Neguse Welcomes Completion of CO 9 Enhancements in Summit County
These infrastructure improvements are set to benefit mountain economies in the Second District by expanding access and making communities easier and safer to navigate
Washington D.C.— Today, Congressman Joe Neguse celebrates the Colorado Department of Transportation’s completion of infrastructure and transportation improvements in the Second District along Colorado Highway 9 (CO 9). The project includes the widening of CO 9 to four lanes between Frisco and Iron Springs, drainage improvements, the construction of pedestrian underpasses, noise walls, and roundabouts, and the installation of new traffic lights in downtown Frisco.
“The completion of the Gap Project is integral to the continued growth of mountain economies and communities in the Second District, and I am thrilled that funds were supplied to fulfill these much-needed improvements,” said Congressman Joe Neguse. “I offer my warmest congratulations to the Colorado Department of Transportation, the Summit County Government, the Town of Frisco, and all partners who helped this long-time project finally come to fruition."
“The completed project is the final stretch of the CO 9 ‘Gap Project,’” said CDOT Executive Director Shoshana Lew. “This has been a twenty-year effort to modernize the busy route between Frisco and Breckenridge in order to move vehicles through the area efficiently, as well as improve access and safety for pedestrians and bicyclists. As a result, CO 9 is positioned to better accommodate the transportation and recreation needs of growing mountain communities and increasing tourism.”
“We are thrilled to see this project come to completion. The Gap Project has been a significant undertaking and represents a milestone for our community, thanks to the incredible work of CDOT, the Town of Frisco, and our partners,” said Summit County Commissioner Elisabeth Lawrence. “We know how grateful our community members are to have increased traffic flow through the new roundabout as well as additional access for pedestrians and cyclists to the Frisco Peninsula Recreation Area via the new pedestrian underpass.”
“The Gap Project has done a lot more than add more drive lanes for cars,” said Town of Frisco Mayor Hunter Mortensen. “It has created a better and safer experience for cars, pedestrians, and bikers with three pedestrian underpasses within one mile and with CDOT’s construction of more sidewalks and recreation paths in alignment with Frisco’s Trails Master Plan.

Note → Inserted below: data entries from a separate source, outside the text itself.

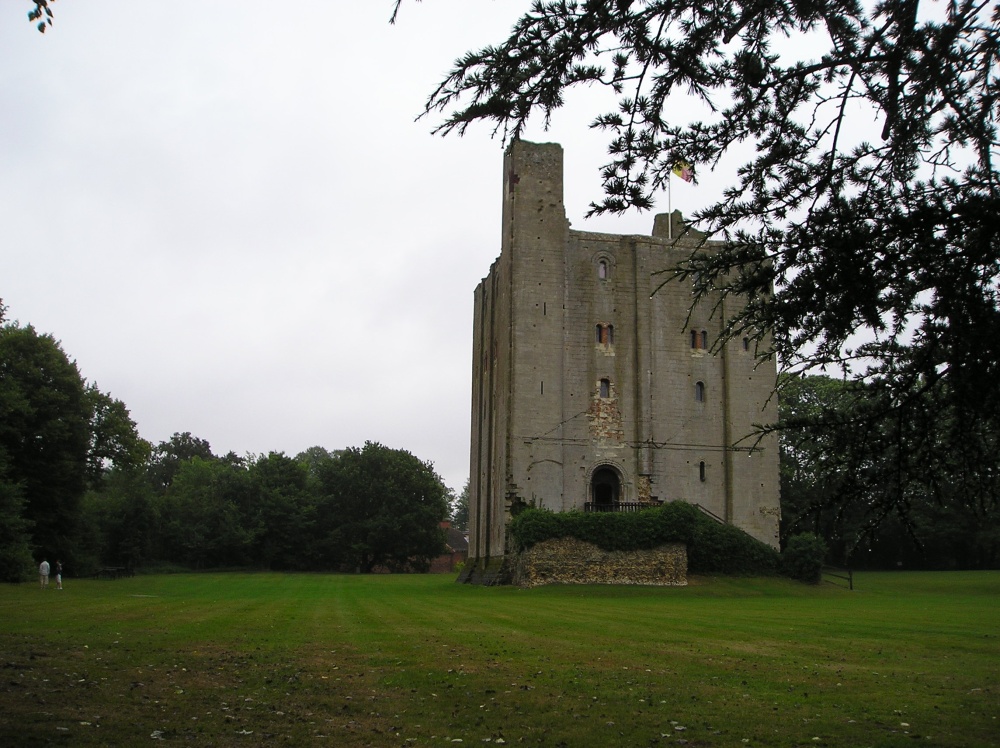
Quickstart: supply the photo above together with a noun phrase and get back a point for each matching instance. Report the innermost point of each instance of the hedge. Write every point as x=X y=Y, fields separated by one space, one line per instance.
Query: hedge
x=712 y=548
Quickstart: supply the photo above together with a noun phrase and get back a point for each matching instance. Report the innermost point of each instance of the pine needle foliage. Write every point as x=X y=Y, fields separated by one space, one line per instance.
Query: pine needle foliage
x=862 y=214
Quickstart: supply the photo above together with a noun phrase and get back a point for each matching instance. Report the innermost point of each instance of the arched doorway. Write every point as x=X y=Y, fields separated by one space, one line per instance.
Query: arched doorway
x=605 y=487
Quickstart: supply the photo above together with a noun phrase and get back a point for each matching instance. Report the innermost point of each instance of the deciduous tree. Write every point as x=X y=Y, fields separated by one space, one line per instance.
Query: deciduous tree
x=381 y=508
x=44 y=433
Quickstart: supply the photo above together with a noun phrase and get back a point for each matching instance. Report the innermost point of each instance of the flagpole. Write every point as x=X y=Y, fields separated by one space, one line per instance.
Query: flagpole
x=670 y=208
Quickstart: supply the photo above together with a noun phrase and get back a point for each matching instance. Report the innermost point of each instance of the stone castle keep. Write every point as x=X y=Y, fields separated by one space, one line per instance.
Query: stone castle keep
x=592 y=392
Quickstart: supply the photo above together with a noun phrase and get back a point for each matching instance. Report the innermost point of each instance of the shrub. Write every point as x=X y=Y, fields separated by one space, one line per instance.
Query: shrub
x=803 y=558
x=711 y=547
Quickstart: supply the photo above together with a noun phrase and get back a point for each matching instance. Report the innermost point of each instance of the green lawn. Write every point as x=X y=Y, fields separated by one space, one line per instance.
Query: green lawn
x=309 y=659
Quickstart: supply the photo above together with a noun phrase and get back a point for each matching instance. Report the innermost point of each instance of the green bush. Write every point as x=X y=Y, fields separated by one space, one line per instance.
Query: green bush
x=711 y=547
x=803 y=558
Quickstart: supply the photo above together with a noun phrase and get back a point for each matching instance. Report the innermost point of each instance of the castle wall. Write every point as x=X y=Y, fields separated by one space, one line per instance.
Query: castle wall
x=584 y=364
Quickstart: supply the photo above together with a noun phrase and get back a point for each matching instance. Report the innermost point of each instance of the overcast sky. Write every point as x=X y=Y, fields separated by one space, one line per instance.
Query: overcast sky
x=227 y=214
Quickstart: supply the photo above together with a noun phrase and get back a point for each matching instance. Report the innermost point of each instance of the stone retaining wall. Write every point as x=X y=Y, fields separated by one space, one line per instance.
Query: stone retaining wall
x=572 y=561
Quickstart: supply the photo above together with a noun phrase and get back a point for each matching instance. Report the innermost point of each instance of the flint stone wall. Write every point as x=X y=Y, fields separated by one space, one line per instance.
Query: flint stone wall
x=572 y=561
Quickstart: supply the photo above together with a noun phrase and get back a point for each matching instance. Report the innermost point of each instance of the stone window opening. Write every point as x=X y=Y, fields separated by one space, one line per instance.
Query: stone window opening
x=605 y=487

The Town of Frisco is thankful to have partnered with Summit County Government and CDOT to make this stretch better for everyone.”
These improvements will increase access to the Frisco Peninsula Recreation Area and recreation paths throughout Summit County, making them safer and easier to reach. The eight miles between the Frisco Nordic Center and Breckenridge will include new winter recreation opportunities and expand existing outdoor experiences, allowing residents and visitors to enjoy the recreation area from mid-December through March every year.